About a year ago, I happened upon this statement about the Monitor in the Harvard Business Review – under the charming heading of “do things that don’t interest you”:

“Many things that end up” being meaningful, writes social scientist Joseph Grenny, “have come from conference workshops, articles, or online videos that began as a chore and ended with an insight. My work in Kenya, for example, was heavily influenced by a Christian Science Monitor article I had forced myself to read 10 years earlier. Sometimes, we call things ‘boring’ simply because they lie outside the box we are currently in.”

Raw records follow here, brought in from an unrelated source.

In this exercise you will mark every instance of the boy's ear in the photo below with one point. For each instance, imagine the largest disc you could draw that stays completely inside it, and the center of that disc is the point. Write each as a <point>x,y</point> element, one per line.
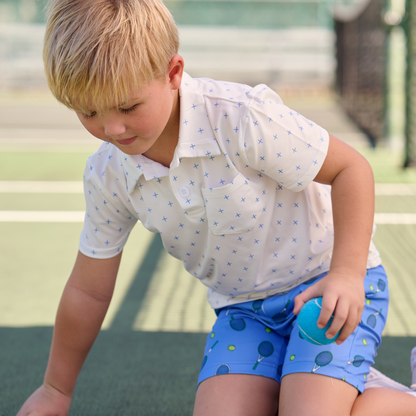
<point>176,66</point>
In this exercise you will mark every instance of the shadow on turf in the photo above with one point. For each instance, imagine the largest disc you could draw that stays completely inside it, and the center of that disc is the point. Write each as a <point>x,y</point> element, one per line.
<point>132,373</point>
<point>127,373</point>
<point>135,373</point>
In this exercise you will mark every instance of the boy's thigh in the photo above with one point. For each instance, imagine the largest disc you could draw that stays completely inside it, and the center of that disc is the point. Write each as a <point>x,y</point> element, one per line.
<point>237,395</point>
<point>304,394</point>
<point>349,362</point>
<point>241,367</point>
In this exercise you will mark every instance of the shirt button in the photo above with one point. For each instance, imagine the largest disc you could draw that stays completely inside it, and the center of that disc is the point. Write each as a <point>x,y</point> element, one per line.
<point>183,191</point>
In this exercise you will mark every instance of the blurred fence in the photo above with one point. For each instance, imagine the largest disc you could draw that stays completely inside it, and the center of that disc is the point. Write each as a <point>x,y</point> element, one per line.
<point>361,50</point>
<point>284,43</point>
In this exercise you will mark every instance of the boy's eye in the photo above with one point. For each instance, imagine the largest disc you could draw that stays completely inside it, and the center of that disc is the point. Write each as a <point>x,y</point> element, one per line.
<point>90,115</point>
<point>128,110</point>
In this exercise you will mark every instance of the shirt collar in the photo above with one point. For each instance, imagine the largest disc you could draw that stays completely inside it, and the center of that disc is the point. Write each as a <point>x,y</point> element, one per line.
<point>196,137</point>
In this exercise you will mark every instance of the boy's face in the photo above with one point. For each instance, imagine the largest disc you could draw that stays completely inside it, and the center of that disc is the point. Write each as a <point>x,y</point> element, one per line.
<point>147,123</point>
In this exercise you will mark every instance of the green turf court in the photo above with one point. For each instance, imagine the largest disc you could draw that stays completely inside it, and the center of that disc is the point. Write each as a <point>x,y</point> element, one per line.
<point>147,357</point>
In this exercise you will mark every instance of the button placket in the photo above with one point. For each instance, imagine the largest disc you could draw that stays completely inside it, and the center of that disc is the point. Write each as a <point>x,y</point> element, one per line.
<point>184,191</point>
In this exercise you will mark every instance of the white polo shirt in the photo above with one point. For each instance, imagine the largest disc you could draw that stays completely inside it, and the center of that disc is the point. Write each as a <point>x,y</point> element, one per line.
<point>238,205</point>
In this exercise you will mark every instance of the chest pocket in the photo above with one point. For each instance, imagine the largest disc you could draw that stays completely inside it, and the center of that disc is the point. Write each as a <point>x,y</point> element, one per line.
<point>233,208</point>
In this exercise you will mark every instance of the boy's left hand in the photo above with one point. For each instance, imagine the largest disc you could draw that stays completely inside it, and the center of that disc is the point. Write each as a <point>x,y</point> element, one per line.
<point>343,295</point>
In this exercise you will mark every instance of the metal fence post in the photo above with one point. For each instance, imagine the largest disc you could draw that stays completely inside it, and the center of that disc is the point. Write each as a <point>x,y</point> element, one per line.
<point>410,128</point>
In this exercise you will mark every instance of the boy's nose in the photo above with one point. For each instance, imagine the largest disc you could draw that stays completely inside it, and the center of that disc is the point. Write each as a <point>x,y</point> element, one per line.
<point>114,128</point>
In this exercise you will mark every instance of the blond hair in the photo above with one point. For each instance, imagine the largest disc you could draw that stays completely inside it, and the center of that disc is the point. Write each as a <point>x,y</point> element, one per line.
<point>96,52</point>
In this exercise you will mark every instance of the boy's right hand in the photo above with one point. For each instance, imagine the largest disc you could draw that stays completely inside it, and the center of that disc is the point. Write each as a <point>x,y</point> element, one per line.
<point>46,401</point>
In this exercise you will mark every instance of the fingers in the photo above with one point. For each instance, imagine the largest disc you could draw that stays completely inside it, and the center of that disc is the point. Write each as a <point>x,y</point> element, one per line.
<point>346,318</point>
<point>303,297</point>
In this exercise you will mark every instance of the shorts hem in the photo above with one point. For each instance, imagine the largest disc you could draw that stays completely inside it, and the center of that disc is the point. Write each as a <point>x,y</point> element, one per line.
<point>265,370</point>
<point>334,372</point>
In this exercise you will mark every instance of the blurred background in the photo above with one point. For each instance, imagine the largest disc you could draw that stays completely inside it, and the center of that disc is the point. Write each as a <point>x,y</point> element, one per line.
<point>349,65</point>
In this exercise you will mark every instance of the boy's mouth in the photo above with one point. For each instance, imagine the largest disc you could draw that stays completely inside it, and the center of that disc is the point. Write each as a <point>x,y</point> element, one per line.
<point>125,142</point>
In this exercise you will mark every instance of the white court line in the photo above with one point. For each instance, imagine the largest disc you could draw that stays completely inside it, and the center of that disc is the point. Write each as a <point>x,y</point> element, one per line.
<point>35,187</point>
<point>78,216</point>
<point>395,219</point>
<point>393,189</point>
<point>42,216</point>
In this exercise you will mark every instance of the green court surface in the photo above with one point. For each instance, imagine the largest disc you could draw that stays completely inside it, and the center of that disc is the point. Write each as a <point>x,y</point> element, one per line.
<point>147,357</point>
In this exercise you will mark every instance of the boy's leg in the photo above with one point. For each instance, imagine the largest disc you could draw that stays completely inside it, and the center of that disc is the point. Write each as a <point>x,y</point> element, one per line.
<point>242,364</point>
<point>305,394</point>
<point>237,395</point>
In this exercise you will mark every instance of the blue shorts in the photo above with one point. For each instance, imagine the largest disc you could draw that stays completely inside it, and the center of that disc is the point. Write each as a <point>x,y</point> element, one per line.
<point>261,337</point>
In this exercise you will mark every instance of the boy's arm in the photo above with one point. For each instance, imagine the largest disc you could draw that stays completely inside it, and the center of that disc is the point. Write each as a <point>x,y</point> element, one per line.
<point>81,311</point>
<point>352,182</point>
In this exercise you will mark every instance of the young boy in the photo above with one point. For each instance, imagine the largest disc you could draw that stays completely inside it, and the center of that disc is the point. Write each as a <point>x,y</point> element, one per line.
<point>262,205</point>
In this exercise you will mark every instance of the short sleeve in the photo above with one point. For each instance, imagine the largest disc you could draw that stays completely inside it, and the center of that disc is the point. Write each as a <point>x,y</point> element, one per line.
<point>108,221</point>
<point>282,143</point>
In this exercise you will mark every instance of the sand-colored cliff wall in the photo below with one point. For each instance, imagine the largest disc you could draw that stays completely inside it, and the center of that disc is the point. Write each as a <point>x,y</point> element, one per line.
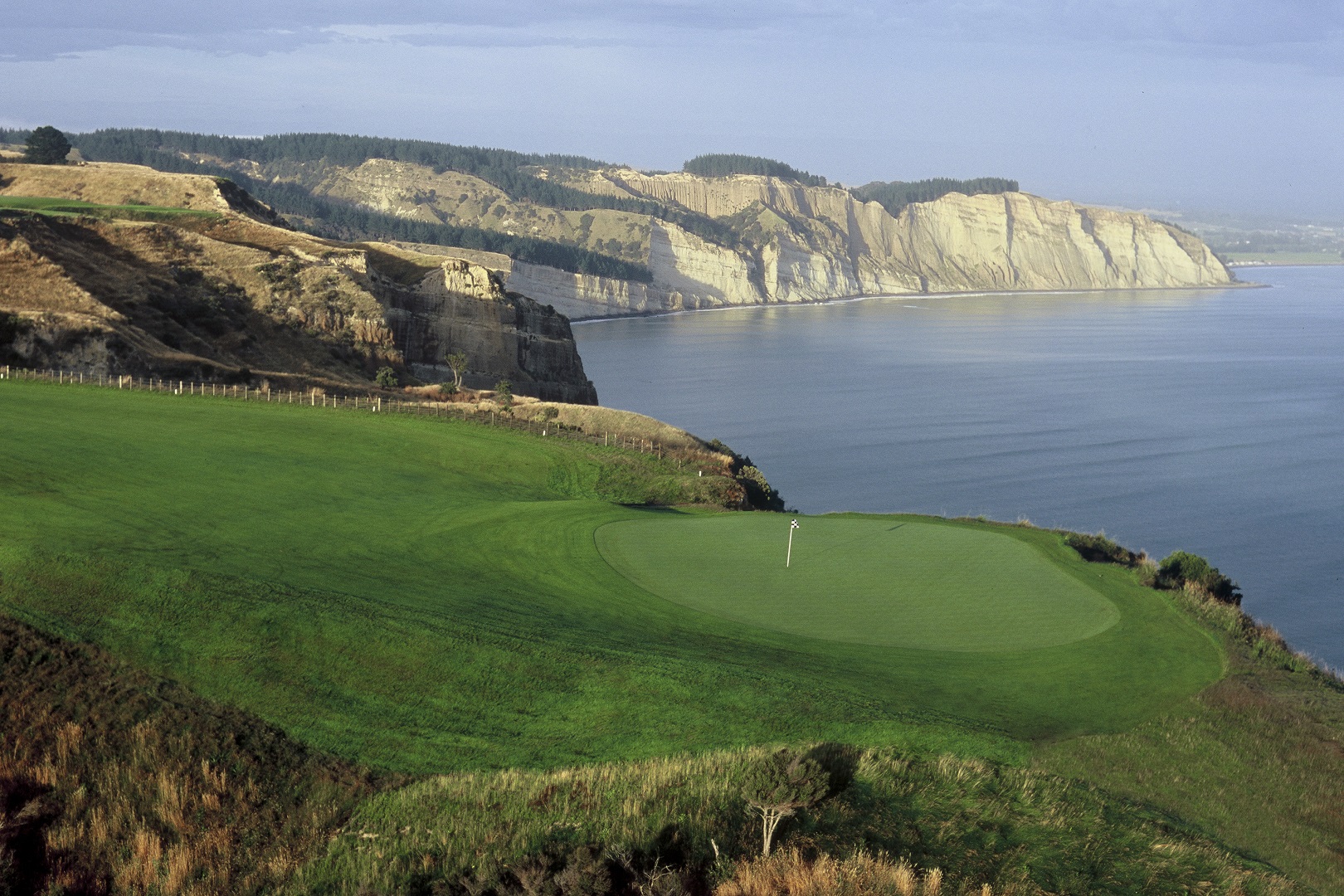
<point>216,295</point>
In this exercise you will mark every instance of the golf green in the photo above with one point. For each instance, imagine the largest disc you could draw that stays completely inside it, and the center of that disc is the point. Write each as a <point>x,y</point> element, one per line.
<point>874,581</point>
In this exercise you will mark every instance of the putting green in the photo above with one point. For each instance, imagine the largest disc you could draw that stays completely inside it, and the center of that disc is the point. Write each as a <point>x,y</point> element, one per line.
<point>874,581</point>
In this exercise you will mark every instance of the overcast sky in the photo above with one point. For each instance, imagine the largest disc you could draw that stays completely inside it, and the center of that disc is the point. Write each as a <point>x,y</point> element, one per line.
<point>1231,105</point>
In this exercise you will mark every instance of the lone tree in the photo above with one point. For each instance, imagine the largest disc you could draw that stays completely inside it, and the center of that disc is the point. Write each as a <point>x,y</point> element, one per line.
<point>457,363</point>
<point>504,394</point>
<point>782,783</point>
<point>46,147</point>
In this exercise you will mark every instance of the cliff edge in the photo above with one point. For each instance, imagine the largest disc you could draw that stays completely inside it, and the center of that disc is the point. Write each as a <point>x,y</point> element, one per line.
<point>207,288</point>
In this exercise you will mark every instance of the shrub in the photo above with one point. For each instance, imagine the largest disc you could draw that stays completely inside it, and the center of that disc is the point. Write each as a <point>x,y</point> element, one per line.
<point>1181,570</point>
<point>1098,548</point>
<point>46,147</point>
<point>782,783</point>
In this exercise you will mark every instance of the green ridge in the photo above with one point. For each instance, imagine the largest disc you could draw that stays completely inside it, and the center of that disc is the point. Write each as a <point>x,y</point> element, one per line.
<point>429,596</point>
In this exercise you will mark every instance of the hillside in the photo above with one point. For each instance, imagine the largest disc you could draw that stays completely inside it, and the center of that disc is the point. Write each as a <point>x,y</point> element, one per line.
<point>689,241</point>
<point>113,268</point>
<point>504,618</point>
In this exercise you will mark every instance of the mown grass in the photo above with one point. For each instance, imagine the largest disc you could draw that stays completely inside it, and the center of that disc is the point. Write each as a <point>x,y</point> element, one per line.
<point>66,207</point>
<point>426,596</point>
<point>862,579</point>
<point>1012,829</point>
<point>1255,761</point>
<point>112,781</point>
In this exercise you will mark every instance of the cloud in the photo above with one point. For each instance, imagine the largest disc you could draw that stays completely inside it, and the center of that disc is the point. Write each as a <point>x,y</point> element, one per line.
<point>1283,28</point>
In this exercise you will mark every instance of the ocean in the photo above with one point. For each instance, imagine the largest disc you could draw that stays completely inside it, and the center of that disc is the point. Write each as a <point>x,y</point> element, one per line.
<point>1209,421</point>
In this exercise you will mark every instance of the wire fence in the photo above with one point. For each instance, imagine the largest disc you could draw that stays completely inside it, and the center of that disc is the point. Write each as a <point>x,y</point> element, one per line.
<point>319,398</point>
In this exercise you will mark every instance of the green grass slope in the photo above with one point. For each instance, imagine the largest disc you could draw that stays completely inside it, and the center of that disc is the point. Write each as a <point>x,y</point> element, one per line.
<point>60,207</point>
<point>429,596</point>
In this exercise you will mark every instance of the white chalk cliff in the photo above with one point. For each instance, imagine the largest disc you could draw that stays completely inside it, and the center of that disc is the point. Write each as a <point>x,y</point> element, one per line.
<point>813,243</point>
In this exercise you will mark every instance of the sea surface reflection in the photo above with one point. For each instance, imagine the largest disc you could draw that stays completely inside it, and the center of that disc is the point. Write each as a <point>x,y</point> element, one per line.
<point>1210,421</point>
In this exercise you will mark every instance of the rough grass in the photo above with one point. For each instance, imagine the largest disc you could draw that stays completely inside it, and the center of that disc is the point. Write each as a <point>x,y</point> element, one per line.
<point>1016,830</point>
<point>373,582</point>
<point>69,207</point>
<point>112,781</point>
<point>621,425</point>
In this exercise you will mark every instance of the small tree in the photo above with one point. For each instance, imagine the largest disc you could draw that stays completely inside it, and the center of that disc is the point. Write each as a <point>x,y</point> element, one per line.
<point>778,785</point>
<point>457,363</point>
<point>46,147</point>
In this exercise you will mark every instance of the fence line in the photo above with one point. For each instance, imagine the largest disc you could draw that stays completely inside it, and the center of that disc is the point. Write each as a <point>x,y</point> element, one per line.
<point>374,403</point>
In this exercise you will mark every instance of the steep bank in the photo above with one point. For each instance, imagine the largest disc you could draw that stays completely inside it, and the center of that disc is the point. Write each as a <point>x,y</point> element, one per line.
<point>602,240</point>
<point>217,290</point>
<point>813,243</point>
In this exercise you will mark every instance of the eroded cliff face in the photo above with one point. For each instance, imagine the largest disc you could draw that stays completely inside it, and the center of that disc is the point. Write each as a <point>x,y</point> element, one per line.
<point>212,296</point>
<point>813,243</point>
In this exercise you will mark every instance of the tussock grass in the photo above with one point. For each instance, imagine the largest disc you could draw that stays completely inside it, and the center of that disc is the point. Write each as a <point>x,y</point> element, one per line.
<point>908,822</point>
<point>791,874</point>
<point>1255,761</point>
<point>621,425</point>
<point>426,596</point>
<point>60,207</point>
<point>116,782</point>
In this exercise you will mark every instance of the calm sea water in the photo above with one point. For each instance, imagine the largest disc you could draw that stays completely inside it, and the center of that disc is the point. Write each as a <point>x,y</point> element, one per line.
<point>1195,419</point>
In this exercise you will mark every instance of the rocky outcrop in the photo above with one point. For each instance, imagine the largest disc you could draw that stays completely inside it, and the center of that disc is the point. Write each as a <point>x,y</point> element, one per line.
<point>230,296</point>
<point>463,306</point>
<point>791,243</point>
<point>815,243</point>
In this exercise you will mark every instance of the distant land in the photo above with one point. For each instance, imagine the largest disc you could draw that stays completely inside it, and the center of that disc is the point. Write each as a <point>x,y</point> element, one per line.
<point>1244,240</point>
<point>594,240</point>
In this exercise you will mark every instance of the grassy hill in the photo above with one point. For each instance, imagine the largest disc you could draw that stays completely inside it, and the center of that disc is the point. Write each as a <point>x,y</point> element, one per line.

If you were to come up with a punchline to a joke about the Monitor, that would probably be it. We’re seen as being global, fair, insightful, and perhaps a bit too earnest. We’re the bran muffin of journalism.

But you know what? We change lives. And I’m going to argue that we change lives precisely because we force open that too-small box that most human beings think they live in.

The Monitor is a peculiar little publication that’s hard for the world to figure out. We’re run by a church, but we’re not only for church members and we’re not about converting people. We’re known as being fair even as the world becomes as polarized as at any time since the newspaper’s founding in 1908.

We have a mission beyond circulation, we want to bridge divides. We’re about kicking down the door of thought everywhere and saying, “You are bigger and more capable than you realize. And we can prove it.”